Either way, falling into this legacy of intellectual spirit without my counterpart is as much an honor as it is a heavy weight. But weights don’t always let you down; they’re meant to make you stronger. I feel like I’ve just about found the spark I’d been chasing for all this time. No man is less than the other. No matter what our physical components are, we’re vastly different clouds that all share a silver lining. Finally, the chromosomes of fear and reliance on my better half that had been perennially infecting my being have slowly and gradually started to dismantle themselves into eclectic particles. I do miss his presence, but I also embrace the absence. I’ve eventually come to realize that in trying to catch up with my twin, I was breaking through the fetters I had put on myself. The mere fact that I don’t have him around bothers me. And yet it gives me a new identity, fueling my courage each time I’m faced by a steeper hurdle.
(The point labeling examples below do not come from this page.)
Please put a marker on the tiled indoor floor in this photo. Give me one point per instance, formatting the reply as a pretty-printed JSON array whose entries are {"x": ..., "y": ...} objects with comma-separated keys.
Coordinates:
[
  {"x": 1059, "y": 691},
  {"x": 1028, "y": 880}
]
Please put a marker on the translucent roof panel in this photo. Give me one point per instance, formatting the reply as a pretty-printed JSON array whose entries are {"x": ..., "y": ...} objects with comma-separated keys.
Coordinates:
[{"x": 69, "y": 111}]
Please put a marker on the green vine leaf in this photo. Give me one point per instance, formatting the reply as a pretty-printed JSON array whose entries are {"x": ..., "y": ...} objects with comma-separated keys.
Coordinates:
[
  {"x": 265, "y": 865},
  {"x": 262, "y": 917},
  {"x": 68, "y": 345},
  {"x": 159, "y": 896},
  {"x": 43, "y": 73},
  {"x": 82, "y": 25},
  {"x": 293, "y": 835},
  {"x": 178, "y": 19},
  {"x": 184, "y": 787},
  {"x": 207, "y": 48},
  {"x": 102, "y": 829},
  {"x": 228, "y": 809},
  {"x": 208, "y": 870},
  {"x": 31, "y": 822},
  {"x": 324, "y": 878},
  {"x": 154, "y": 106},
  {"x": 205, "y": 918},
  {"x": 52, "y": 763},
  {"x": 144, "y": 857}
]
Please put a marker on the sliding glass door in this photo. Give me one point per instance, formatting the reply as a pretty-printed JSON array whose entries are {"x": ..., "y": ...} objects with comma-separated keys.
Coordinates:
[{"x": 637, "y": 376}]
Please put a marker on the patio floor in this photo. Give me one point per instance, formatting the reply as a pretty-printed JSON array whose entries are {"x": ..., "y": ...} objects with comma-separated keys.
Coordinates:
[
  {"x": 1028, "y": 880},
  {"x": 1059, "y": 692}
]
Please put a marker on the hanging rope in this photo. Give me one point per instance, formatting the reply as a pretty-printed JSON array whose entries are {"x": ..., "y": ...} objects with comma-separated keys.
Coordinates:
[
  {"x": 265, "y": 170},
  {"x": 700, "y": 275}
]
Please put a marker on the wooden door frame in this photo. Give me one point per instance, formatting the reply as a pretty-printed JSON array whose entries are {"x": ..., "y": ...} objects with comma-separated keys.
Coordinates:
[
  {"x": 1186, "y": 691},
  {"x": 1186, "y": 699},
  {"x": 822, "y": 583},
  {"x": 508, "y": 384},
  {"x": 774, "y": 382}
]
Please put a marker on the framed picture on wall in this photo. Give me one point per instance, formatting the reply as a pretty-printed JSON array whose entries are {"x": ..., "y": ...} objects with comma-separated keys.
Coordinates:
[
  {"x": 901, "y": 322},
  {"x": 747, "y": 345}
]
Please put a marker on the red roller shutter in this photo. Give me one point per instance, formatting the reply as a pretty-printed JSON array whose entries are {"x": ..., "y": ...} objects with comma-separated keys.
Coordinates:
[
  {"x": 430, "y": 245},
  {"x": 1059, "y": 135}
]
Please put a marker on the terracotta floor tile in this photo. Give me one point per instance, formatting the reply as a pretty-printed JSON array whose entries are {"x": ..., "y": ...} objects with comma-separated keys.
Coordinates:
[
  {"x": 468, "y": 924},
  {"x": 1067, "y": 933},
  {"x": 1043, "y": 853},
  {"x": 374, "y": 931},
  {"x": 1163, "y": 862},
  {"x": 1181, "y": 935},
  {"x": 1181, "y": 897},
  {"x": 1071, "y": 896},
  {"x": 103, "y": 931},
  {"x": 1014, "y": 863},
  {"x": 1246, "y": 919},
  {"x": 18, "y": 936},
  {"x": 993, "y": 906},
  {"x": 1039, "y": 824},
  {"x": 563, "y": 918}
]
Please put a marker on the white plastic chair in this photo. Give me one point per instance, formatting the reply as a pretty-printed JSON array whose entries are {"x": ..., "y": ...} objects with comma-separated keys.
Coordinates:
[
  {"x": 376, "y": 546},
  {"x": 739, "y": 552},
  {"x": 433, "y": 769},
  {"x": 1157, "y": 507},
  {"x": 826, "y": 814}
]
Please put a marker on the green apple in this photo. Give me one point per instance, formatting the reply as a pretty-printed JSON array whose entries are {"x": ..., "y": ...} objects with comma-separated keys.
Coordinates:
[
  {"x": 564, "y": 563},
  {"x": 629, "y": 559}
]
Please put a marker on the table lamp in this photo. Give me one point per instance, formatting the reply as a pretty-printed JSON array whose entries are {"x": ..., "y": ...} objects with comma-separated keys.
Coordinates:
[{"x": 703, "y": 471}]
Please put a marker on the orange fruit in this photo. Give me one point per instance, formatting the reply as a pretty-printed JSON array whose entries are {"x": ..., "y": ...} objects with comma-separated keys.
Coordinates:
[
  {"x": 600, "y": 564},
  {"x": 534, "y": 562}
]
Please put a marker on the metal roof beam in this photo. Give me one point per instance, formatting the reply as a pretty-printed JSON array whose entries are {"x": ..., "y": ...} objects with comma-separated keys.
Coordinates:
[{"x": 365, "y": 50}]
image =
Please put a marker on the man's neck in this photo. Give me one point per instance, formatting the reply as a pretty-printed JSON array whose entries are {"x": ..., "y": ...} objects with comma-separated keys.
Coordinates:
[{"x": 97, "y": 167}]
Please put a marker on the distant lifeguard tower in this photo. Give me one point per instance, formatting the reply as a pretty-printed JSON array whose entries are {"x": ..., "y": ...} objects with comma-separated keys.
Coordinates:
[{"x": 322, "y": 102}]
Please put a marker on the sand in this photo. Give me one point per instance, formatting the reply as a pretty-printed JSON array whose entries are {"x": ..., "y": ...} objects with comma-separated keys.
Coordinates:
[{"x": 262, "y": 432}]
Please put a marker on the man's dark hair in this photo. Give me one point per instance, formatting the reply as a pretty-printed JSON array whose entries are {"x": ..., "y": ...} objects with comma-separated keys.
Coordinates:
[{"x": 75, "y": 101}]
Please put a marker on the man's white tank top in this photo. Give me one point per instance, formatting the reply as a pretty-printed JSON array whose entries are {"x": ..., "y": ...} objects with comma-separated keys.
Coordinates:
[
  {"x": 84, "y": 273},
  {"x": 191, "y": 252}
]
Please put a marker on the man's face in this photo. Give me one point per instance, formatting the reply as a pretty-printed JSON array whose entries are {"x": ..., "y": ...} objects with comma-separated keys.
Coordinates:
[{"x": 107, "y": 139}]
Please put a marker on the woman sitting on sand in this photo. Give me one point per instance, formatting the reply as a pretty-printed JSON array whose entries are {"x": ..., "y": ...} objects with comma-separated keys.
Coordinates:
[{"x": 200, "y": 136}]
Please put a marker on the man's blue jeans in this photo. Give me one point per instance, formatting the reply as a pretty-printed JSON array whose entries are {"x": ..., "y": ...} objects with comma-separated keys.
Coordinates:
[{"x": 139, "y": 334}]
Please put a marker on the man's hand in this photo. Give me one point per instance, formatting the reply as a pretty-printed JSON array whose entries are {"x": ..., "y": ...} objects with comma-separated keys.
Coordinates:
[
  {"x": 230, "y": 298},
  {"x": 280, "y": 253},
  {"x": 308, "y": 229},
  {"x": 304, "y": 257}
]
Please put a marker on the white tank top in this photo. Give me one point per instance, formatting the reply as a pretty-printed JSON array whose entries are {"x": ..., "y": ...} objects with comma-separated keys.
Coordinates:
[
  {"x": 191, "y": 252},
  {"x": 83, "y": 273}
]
In that regard, I feel destiny was deceivingly meritorious in sending us to different regions. I find it funny how self-reliance, my greatest trepidation, empowered me to pop the secluded bubble I’d been living in. No more, it said, no more. With the warmth from the light surging through my body, I found the ignition and saw the world as being so much bigger and fuller. I’m setting out to explore now, and I’m sure I’ll stumble along the way, learning a new lesson each time I fall. College so far has been awkwardly engaging in the sense that the more I explore, the more I know how little I knew. As I write this, I recall the clichéd yet righteous adage: everything happens for a reason. After all, if Jerry wasn’t the cunning little creature he is, Tom would have only been a lousy grey cat. Likewise, if it weren’t for the fate that separated us, I would’ve still been hiding in the gloomy shadow of my brother.